Hypermobility is a description of joint movement. Hyper means ‘more’ and mobility means ‘movement’. Ligaments offer stability to joints and in hypermobility, ligaments are lax and joints have more flexibility. It is not an illness or a disease, just part of the normal amount of variation in our anatomy. It is considered a normal in young children.
Children who are more flexible may take a bit longer to achieve crawling, walking and running and may be more likely to bottom shuffle. Other frequent findings are:
Clumsiness, tripping and falling
Reluctance to walk longer distances
Difficulty with handwriting, holding a knife and fork and dressing
Is there cause for concern and what can be done to help?
If your child is otherwise fit and well then there is no cause for concern.

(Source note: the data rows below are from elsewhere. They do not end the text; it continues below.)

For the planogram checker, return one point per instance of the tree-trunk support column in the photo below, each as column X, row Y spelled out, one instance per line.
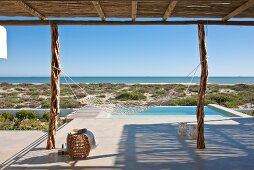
column 55, row 87
column 202, row 88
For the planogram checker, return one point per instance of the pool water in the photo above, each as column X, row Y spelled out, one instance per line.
column 182, row 111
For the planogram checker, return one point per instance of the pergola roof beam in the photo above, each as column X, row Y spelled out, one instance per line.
column 134, row 10
column 82, row 22
column 99, row 10
column 238, row 10
column 169, row 10
column 30, row 10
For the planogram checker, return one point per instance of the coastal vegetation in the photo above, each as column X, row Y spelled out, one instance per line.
column 25, row 120
column 38, row 95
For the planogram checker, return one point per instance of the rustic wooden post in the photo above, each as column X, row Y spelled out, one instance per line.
column 55, row 87
column 202, row 88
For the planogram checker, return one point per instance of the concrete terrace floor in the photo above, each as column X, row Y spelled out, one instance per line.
column 149, row 143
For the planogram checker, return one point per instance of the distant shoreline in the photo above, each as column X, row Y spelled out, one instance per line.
column 131, row 80
column 185, row 84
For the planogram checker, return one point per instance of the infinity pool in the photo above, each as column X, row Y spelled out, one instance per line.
column 181, row 111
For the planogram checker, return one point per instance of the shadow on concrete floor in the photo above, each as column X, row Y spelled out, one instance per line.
column 158, row 146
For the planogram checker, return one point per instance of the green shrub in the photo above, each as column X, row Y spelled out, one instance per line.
column 131, row 96
column 45, row 117
column 190, row 101
column 26, row 114
column 45, row 104
column 220, row 98
column 7, row 116
column 69, row 103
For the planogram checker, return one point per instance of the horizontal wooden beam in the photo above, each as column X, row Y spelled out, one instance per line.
column 82, row 22
column 134, row 10
column 99, row 10
column 169, row 10
column 30, row 9
column 238, row 10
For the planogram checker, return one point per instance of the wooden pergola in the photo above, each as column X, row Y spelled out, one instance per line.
column 126, row 12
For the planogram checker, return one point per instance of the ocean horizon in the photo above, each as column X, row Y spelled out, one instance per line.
column 132, row 80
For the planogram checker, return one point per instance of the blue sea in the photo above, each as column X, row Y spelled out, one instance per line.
column 132, row 80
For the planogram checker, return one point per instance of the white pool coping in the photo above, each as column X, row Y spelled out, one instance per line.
column 228, row 110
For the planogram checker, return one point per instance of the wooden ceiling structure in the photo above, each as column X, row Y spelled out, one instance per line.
column 126, row 12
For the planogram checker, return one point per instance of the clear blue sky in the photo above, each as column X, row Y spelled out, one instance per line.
column 129, row 51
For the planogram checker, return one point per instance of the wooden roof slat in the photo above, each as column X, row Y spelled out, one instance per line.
column 30, row 9
column 240, row 9
column 99, row 10
column 209, row 9
column 169, row 10
column 134, row 10
column 82, row 22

If your child is experiencing symptoms from their increase joint mobility then the best thing to do is to try and help them develop their muscle strength. This allows them to develop better control of their joints. Simple, regular exercise such as swimming and cycling are very good in this condition.
It may well be that your child has symptoms that come and go during early childhood but usually their symptoms become much less frequent as they grow up and become stronger.
There is no medical treatment for this condition and special braces or supports don’t help. If your child is reaching school age and still seems to be having troubling symptoms then a physiotherapy assessment might be helpful to focus on more strengthening and specific areas of difficulty.